D Magazine by S. Holland Murphy
Originally Posted: October 14, 2016
There’s a deep political divide among my Facebook friends: On one side, the conservative suburbanites whom I grew up with, and, on the other, the liberal artists and urbanites I have befriended since college. The election is bringing out the worst in all of them, and the dogmatic social media posts have now hit a fever pitch.
It may be bringing out the worst in me, as well. I’ve never been a fan of political discussions—the result of being raised by a lawyer whose sport of choice is heated debate—but this week’s political theatrics compelled me to leave an incendiary comment on a relative’s Facebook post, and I started to wonder whether some of my relationships could survive this election cycle.

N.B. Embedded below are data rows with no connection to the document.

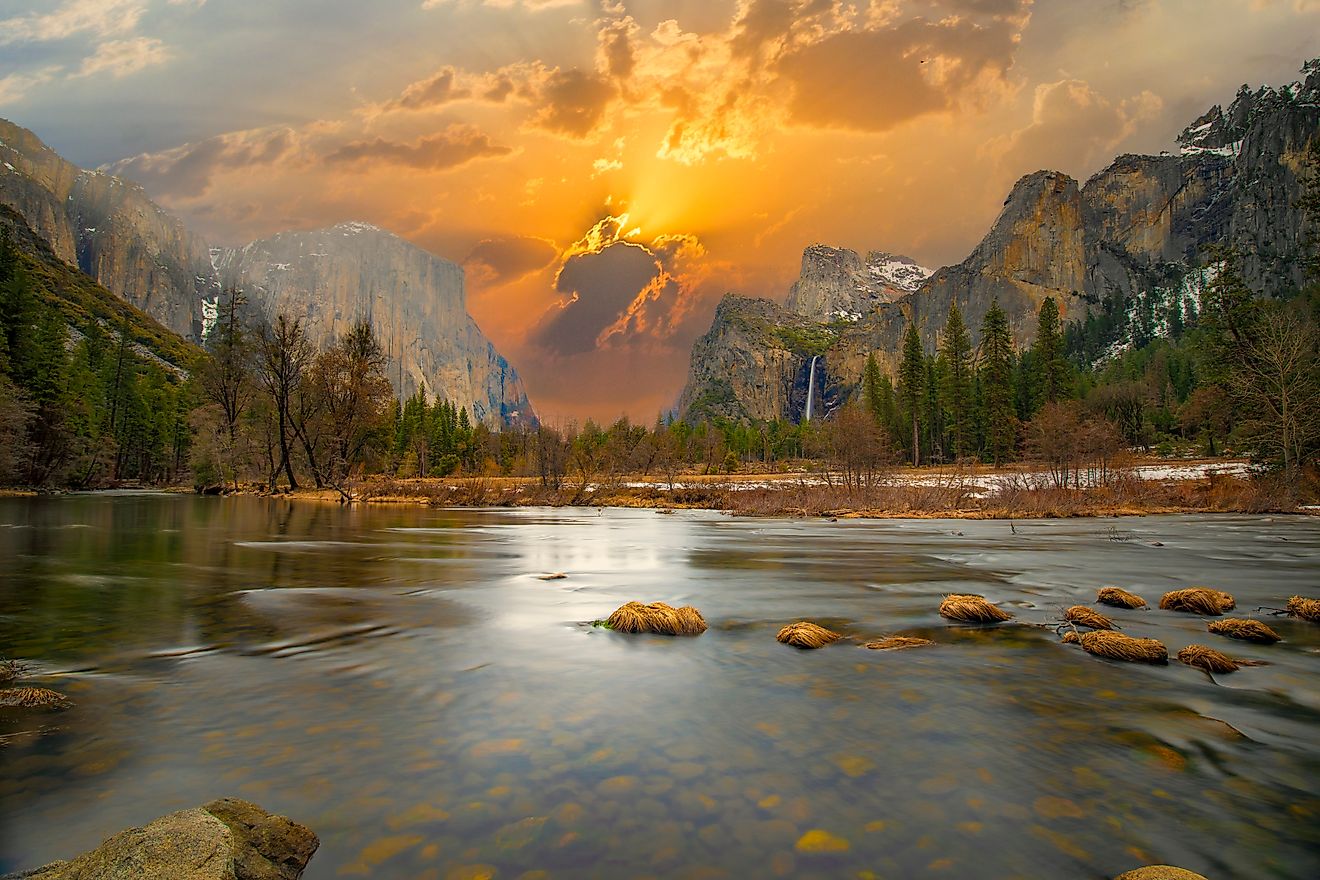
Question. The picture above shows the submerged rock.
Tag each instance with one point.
(226, 839)
(1159, 872)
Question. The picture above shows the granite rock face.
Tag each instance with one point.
(226, 839)
(114, 232)
(836, 284)
(1131, 240)
(108, 228)
(416, 304)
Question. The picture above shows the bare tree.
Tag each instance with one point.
(283, 359)
(1278, 383)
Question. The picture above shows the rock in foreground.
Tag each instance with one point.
(226, 839)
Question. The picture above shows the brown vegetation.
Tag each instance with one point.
(1213, 661)
(1304, 608)
(12, 669)
(1120, 598)
(658, 618)
(1244, 629)
(1116, 645)
(33, 698)
(1197, 600)
(898, 643)
(807, 635)
(1084, 616)
(972, 608)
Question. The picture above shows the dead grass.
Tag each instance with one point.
(1084, 616)
(804, 633)
(1213, 661)
(972, 608)
(1120, 598)
(1116, 645)
(12, 670)
(1244, 629)
(899, 643)
(1304, 608)
(33, 698)
(658, 618)
(1197, 600)
(951, 495)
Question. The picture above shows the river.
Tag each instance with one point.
(400, 680)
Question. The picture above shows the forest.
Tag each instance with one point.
(86, 404)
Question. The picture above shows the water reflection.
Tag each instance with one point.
(403, 681)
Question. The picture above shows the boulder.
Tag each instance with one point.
(226, 839)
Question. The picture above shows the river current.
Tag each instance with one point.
(404, 682)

All of this led me to email Tom Hartsell, a lawyer and mediator who teaches in the Department of Dispute Resolution and Counseling at SMU. I asked him if he had any thoughts on how I could make it to November 8th without having to sever ties with people I otherwise love and respect. He wrote back with an essay about his own experience. It’s worth sharing:
“Like most Americans I can’t wait for the presidential election to be over with. My spouse and I have been coexisting on opposite sides of the political divide since we got married over 20 years ago. Every four years the tension begins to ramp up around the presidential election. What we have learned is that we do best when we avoid discussion of the election and candidates. We spent years debating and arguing and trying to persuade and change each other’s views without success.

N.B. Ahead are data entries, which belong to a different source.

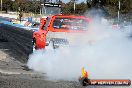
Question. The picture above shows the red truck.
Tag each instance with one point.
(54, 30)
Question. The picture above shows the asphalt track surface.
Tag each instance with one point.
(15, 46)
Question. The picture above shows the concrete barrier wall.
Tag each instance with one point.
(20, 39)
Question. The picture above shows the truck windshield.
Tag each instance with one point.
(52, 10)
(70, 23)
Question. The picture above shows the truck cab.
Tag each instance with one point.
(58, 30)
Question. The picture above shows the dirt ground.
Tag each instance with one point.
(13, 70)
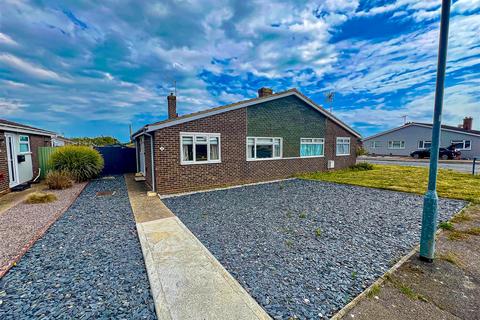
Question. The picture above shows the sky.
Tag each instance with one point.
(89, 68)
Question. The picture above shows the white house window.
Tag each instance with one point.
(396, 144)
(264, 148)
(24, 144)
(311, 147)
(462, 144)
(422, 144)
(376, 144)
(200, 148)
(343, 146)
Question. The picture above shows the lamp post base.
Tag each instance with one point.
(425, 259)
(429, 225)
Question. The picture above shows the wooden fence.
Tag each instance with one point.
(44, 154)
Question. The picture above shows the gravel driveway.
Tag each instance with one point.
(305, 248)
(88, 265)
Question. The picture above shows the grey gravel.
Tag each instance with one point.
(22, 223)
(305, 248)
(88, 265)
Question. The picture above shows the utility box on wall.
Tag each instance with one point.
(331, 164)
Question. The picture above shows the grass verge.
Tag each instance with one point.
(451, 184)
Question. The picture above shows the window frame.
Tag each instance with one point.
(391, 142)
(20, 142)
(255, 148)
(349, 147)
(194, 136)
(423, 144)
(316, 156)
(463, 142)
(376, 144)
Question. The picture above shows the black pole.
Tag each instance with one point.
(430, 203)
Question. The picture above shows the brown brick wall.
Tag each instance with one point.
(334, 131)
(172, 177)
(3, 164)
(36, 142)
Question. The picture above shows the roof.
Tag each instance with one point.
(427, 125)
(238, 105)
(10, 126)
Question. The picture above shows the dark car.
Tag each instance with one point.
(443, 153)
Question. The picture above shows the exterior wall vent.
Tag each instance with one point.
(331, 164)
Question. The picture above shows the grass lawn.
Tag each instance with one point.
(451, 184)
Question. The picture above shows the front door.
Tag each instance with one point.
(12, 159)
(142, 155)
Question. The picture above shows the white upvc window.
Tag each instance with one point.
(312, 147)
(376, 144)
(423, 144)
(462, 144)
(264, 148)
(396, 144)
(197, 148)
(24, 144)
(343, 146)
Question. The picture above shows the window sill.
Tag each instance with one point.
(287, 158)
(308, 157)
(199, 162)
(265, 159)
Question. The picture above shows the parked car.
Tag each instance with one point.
(443, 153)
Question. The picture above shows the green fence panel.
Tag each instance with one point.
(44, 154)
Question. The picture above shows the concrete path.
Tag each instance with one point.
(187, 282)
(449, 288)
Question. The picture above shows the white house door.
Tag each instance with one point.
(142, 155)
(12, 160)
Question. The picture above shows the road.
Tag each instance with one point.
(461, 167)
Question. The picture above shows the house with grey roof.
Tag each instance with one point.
(19, 161)
(412, 136)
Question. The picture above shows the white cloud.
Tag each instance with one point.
(29, 68)
(7, 39)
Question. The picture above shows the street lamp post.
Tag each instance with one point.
(430, 204)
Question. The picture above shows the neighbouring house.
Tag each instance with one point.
(414, 136)
(59, 141)
(269, 137)
(19, 145)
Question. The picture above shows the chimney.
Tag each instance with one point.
(264, 92)
(172, 106)
(467, 123)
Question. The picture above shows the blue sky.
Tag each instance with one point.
(93, 67)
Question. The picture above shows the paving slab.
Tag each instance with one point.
(186, 280)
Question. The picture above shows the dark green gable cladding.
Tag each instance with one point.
(289, 118)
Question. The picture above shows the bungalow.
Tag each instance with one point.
(19, 153)
(269, 137)
(412, 136)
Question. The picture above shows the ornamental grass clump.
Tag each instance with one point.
(82, 163)
(58, 180)
(40, 197)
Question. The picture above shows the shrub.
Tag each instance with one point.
(362, 166)
(40, 197)
(58, 180)
(82, 163)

The old saying ‘love the person, abhor the sin’ is applicable, but in a marriage it is best not to let on how much you abhor your spouse’s chosen candidate. For the sake of the greater good—the relationship—we had to agree to disagree and discontinue political debate.
As an educator and professional involved in conflict resolution for most of my professional career, you would think I would have had more success in navigating political disagreements with my spouse and keep them from becoming contentious. My spouse and I were unable to keep our emotions from getting hijacked which caused bad feelings. In other words, we would get nasty with each other. Not the kind of heat you want in the marital bed. Fortunately, time has given us perspective. Guess what America, the country survives whoever gets to set up shop in the oval office. The emotional upset political disagreements generated was physically draining for my spouse and I, and would temporarily blind us as to how we truly felt about each other.